Good point but, how much space is required for logos of the PDCA BBB, etc, and then to say X years exp, Licensed and insured. Don't take up too much room from info regarding if you're legit.

Pictures of projects I think would still be appropriate.


----------



## PatsPainting

TJ Paint said:


> Good point but, how much space is required for logos of the PDCA BBB, etc, and then to say X years exp, Licensed and insured. Don't take up too much room from info regarding if you're legit.
> 
> Pictures of projects I think would still be appropriate.


I don't think its so much about being legit, anyone can be legit. I just think giving a few details about your character is not a bad thing. specially if you are a truly good guy. Being down to earth and being able to show what the customer is really searching for with out all the sales bs is a good thing. 

Could not agree anymore with you on the pictures, Bill has some great ones. First thing I would do is put some sort of java script on the front page to rotate them every few seconds.

Pat


----------



## PressurePros

You should absolutely have info about you and your company. The more personal the better.. it goes onto the 'about us' page. These aren't things I am making up or pulling from a hat. Thousands of hours of reading, seminars, consulting with others both professional and those with their own experiences. Its all out there and in consensus. Its not easy to pull off, but the ones that get it right, you buy from.

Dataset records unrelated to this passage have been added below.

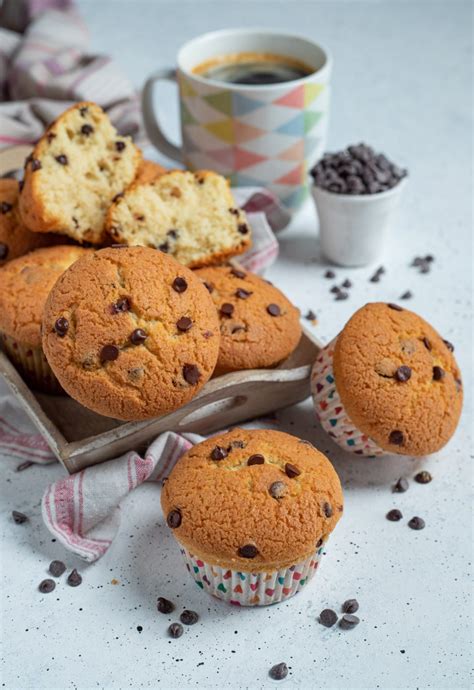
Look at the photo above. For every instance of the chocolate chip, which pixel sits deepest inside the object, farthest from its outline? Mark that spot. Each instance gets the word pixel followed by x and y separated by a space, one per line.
pixel 184 324
pixel 247 551
pixel 74 578
pixel 394 515
pixel 423 477
pixel 218 453
pixel 174 518
pixel 191 374
pixel 350 606
pixel 277 490
pixel 348 621
pixel 19 518
pixel 189 617
pixel 57 568
pixel 401 486
pixel 256 459
pixel 416 523
pixel 328 618
pixel 61 326
pixel 396 437
pixel 273 310
pixel 46 586
pixel 227 309
pixel 402 374
pixel 279 671
pixel 179 284
pixel 291 470
pixel 175 630
pixel 164 605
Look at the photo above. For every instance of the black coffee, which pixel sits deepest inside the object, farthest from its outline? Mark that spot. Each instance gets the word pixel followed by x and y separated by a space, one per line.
pixel 254 71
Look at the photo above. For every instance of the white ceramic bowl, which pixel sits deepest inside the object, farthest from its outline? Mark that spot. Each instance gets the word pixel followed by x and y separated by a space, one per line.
pixel 353 228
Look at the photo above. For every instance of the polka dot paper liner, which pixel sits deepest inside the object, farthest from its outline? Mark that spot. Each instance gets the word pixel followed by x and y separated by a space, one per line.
pixel 251 589
pixel 331 412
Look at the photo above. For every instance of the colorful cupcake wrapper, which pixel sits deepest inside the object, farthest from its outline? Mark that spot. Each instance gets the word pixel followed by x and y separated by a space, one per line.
pixel 331 412
pixel 32 364
pixel 251 589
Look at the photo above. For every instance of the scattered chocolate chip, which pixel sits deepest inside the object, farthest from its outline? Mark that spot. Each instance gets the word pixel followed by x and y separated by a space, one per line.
pixel 277 490
pixel 394 515
pixel 348 621
pixel 179 284
pixel 291 470
pixel 19 518
pixel 423 477
pixel 74 578
pixel 61 326
pixel 396 437
pixel 402 374
pixel 174 518
pixel 401 486
pixel 184 324
pixel 227 309
pixel 109 353
pixel 328 618
pixel 191 374
pixel 416 523
pixel 175 630
pixel 218 453
pixel 164 605
pixel 350 606
pixel 189 617
pixel 279 671
pixel 46 586
pixel 247 551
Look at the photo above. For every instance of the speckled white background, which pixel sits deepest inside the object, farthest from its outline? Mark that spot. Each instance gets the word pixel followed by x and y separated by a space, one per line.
pixel 402 83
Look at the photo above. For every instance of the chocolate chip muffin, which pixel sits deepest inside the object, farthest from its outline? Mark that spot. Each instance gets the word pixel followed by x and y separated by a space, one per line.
pixel 75 170
pixel 130 333
pixel 25 284
pixel 259 325
pixel 251 510
pixel 389 383
pixel 15 238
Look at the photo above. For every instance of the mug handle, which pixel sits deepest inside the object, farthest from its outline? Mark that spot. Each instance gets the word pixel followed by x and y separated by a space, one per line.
pixel 152 125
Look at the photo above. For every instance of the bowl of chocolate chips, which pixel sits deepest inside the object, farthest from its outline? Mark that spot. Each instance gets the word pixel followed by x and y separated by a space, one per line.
pixel 356 192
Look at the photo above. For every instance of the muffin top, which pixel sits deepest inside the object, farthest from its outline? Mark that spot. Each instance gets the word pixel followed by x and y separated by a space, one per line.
pixel 259 325
pixel 398 379
pixel 130 333
pixel 252 500
pixel 24 287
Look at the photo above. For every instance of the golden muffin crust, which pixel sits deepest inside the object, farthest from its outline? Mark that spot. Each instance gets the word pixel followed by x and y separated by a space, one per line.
pixel 15 238
pixel 130 333
pixel 398 379
pixel 279 509
pixel 259 325
pixel 25 284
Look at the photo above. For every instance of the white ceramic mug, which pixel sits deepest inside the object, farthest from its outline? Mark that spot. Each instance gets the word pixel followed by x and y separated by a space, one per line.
pixel 257 135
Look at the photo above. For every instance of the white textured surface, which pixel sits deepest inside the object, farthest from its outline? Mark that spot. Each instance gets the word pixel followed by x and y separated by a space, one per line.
pixel 401 83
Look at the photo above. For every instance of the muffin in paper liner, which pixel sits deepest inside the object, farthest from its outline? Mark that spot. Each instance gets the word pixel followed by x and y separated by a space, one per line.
pixel 331 412
pixel 248 588
pixel 32 364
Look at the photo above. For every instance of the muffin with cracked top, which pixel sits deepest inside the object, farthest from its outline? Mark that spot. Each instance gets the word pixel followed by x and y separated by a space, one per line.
pixel 130 333
pixel 251 510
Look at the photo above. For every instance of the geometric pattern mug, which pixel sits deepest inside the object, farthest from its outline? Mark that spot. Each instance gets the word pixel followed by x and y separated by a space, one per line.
pixel 266 135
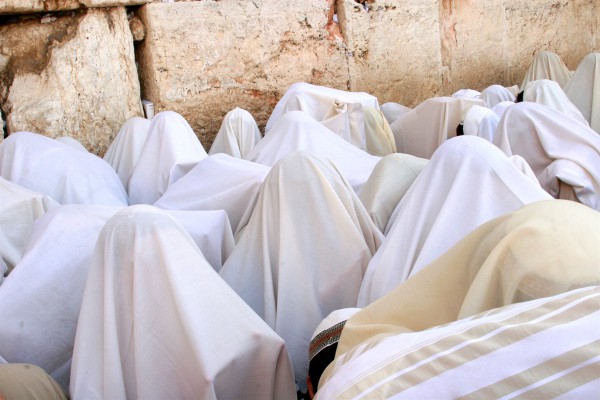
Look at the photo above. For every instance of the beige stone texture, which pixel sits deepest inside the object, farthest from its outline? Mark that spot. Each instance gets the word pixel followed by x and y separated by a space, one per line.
pixel 37 6
pixel 472 44
pixel 74 76
pixel 569 28
pixel 393 48
pixel 407 52
pixel 202 59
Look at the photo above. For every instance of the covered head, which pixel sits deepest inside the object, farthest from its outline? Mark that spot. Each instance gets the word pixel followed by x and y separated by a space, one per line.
pixel 562 151
pixel 424 128
pixel 303 252
pixel 170 151
pixel 467 182
pixel 67 175
pixel 126 147
pixel 238 134
pixel 157 322
pixel 584 89
pixel 546 65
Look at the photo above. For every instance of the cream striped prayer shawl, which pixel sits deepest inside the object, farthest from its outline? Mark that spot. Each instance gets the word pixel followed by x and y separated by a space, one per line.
pixel 543 348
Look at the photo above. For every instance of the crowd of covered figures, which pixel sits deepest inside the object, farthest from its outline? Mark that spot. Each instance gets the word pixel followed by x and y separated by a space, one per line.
pixel 355 250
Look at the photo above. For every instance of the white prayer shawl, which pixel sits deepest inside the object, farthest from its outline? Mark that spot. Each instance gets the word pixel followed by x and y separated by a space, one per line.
pixel 57 170
pixel 74 143
pixel 296 131
pixel 495 94
pixel 542 348
pixel 487 126
pixel 501 107
pixel 520 163
pixel 126 147
pixel 338 110
pixel 557 147
pixel 393 111
pixel 546 65
pixel 420 131
pixel 549 93
pixel 543 249
pixel 157 322
pixel 303 252
pixel 466 94
pixel 218 182
pixel 170 151
pixel 467 182
pixel 584 89
pixel 390 180
pixel 19 209
pixel 238 134
pixel 42 295
pixel 380 139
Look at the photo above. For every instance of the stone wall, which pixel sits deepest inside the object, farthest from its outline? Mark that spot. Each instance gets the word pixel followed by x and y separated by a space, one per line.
pixel 76 75
pixel 72 74
pixel 205 58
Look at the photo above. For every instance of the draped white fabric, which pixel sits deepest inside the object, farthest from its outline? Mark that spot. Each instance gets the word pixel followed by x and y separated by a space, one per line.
pixel 584 89
pixel 338 110
pixel 495 94
pixel 218 182
pixel 546 65
pixel 303 252
pixel 126 147
pixel 157 322
pixel 74 143
pixel 379 137
pixel 501 107
pixel 557 147
pixel 68 175
pixel 393 111
pixel 467 182
pixel 41 297
pixel 466 94
pixel 487 126
pixel 421 130
pixel 532 349
pixel 473 118
pixel 550 94
pixel 297 130
pixel 390 180
pixel 170 151
pixel 19 209
pixel 238 134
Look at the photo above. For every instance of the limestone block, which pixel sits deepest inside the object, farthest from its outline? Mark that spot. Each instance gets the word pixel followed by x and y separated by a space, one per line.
pixel 569 28
pixel 74 76
pixel 202 59
pixel 36 6
pixel 473 44
pixel 393 48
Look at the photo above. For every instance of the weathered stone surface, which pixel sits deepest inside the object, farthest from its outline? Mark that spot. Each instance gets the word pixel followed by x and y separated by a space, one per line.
pixel 393 48
pixel 569 28
pixel 473 44
pixel 411 51
pixel 36 6
pixel 75 76
pixel 202 59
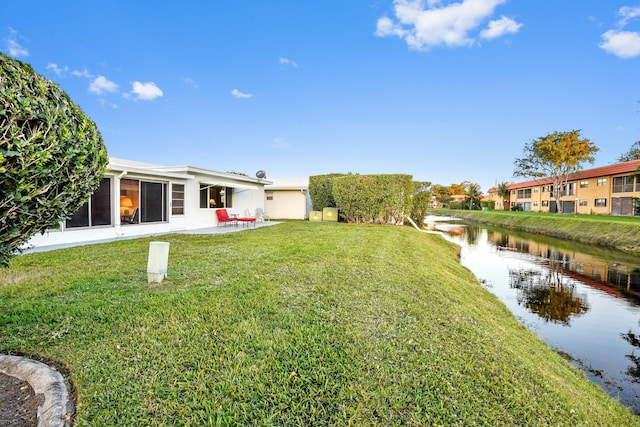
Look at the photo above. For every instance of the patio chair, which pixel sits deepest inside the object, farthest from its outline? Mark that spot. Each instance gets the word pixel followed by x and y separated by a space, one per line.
pixel 225 218
pixel 261 215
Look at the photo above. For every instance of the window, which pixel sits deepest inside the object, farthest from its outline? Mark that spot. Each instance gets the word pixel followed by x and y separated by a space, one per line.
pixel 143 201
pixel 153 201
pixel 524 194
pixel 177 199
pixel 623 184
pixel 215 197
pixel 97 211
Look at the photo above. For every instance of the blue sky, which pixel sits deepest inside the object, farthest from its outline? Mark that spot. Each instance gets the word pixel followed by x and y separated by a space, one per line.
pixel 447 91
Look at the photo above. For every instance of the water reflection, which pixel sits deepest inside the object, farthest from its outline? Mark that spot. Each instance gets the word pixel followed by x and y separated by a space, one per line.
pixel 546 294
pixel 582 300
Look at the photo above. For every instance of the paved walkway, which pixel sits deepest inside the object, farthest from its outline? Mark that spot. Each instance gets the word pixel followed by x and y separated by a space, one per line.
pixel 208 230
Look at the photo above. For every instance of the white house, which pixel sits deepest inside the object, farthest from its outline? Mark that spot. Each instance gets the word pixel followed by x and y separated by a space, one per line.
pixel 137 198
pixel 287 198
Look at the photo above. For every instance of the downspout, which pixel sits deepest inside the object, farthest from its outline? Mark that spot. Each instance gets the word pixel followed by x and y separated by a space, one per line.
pixel 117 228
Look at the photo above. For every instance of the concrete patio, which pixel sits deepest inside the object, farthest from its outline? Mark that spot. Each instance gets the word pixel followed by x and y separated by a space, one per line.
pixel 222 229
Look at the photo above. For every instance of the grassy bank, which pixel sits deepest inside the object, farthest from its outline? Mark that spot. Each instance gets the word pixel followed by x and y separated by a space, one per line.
pixel 614 232
pixel 296 324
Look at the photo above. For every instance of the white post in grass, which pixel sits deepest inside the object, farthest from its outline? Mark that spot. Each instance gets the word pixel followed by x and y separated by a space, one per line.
pixel 158 261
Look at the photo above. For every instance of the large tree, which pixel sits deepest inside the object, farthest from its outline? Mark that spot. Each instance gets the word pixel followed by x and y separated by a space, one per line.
pixel 632 154
pixel 556 156
pixel 473 195
pixel 52 156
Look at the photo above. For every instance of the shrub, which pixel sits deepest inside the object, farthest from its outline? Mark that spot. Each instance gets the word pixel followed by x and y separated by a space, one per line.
pixel 373 198
pixel 321 191
pixel 52 155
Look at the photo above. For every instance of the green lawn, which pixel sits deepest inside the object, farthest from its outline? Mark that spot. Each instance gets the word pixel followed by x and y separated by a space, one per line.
pixel 301 323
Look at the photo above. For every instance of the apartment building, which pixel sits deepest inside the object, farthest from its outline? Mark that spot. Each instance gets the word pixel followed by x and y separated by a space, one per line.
pixel 606 190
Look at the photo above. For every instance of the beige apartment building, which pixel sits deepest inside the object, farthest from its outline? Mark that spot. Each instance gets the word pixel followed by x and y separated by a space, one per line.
pixel 607 190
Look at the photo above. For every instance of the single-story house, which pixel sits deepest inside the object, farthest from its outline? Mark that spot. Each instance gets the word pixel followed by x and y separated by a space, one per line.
pixel 136 199
pixel 287 198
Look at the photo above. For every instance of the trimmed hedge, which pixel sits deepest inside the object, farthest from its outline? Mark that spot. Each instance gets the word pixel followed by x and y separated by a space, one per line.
pixel 52 156
pixel 321 191
pixel 384 199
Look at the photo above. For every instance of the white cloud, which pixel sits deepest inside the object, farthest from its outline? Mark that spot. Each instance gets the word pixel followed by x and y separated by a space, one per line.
pixel 286 61
pixel 146 91
pixel 628 13
pixel 425 26
pixel 56 69
pixel 624 44
pixel 14 48
pixel 239 94
pixel 101 85
pixel 500 27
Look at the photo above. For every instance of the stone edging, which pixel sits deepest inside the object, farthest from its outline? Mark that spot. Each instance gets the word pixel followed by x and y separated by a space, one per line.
pixel 55 411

On your home page you have to get into the mind of your reader. I just put myself in their place..

I'm thinking about wallpaper. Is it still in style? Show me a quote from Better and Homes and garden saying it is. Good, I believe you and I'll keep reading. Are there different types of paper? There are? Tell me a little about them and help me understand why there is a difference in the final quality. Is there a difference between hanging style? Guide me to an article you wrote about that and I will read it. Okay you got me. I want to go with paper and I understand that a liner is going to give me a better job. Now let me read a little about you. Oh you are a seasoned pro with tons of experience and give the full service of an old school owner operator? Fantastic, that's what I want and am willing to pay for it. Let me see some of your pictures, Bill. Oh, you did a Victorian home right across town. I know that place. Your credibility just went up a ton. I now know I want this guy Bill Arch to come tell me more and give me his expert opinion. I've been educated by this website that there is a right way to do this and it sounds like it is far more involved than I thought. I'll increase my budget to get it done right.

Don't make look for a web proposal form or a phone number and your website has done its job. Once Bill arrives and I see the confidence, the easy going and trustworthy manner, I am ready to sign.


----------



## daArch

You guys have given some great thoughts. I gotta read them over a few times and digest. 

One immediate question I have is for Scott, what do you mean by "Your traffic might help you decide how to make it fit your needs." ?

Ken, I can grasp, "the customer couldn't care less about us. Its all about them." I get that. 

It's starting to sink in. 

Pat, that "hidden" text is for SEO. This is a Parodi's idea and what he does on the sites he does for others. Been thinking lately to clean it up and bring it out of the closet. 

Another Parodi mantra is that a home page needs to follow the thirty second rule:

Within thirty seconds a visitor should be able to answer the following:
• Who you are
• What you do
• Where should the viewer go next
If one is not able to attract a visitor's attention and give them what they are looking for within that 30 second period, you risk losing them.

He also makes a great argument about having a home page that one needs not scroll down for more info, as it could violate the 30 second rule. The main info on a landing page needs to be within 800 pixels wide by 600 pixels long.
This is an optimum size to reduce scrolling for the majority of monitors and browsers. And with internet access via cell devices, this may get smaller. 

Like a billborad, one needs to be brief yet also poignant. But unlike a billboard, once you have their attention, they can click on menu items to quench their thirst for more info. 

I just gotta figure out how to make them thirsty.


----------



## RCP

Heidi (Warline) just posted this Google review on FB, made me think of this thrad.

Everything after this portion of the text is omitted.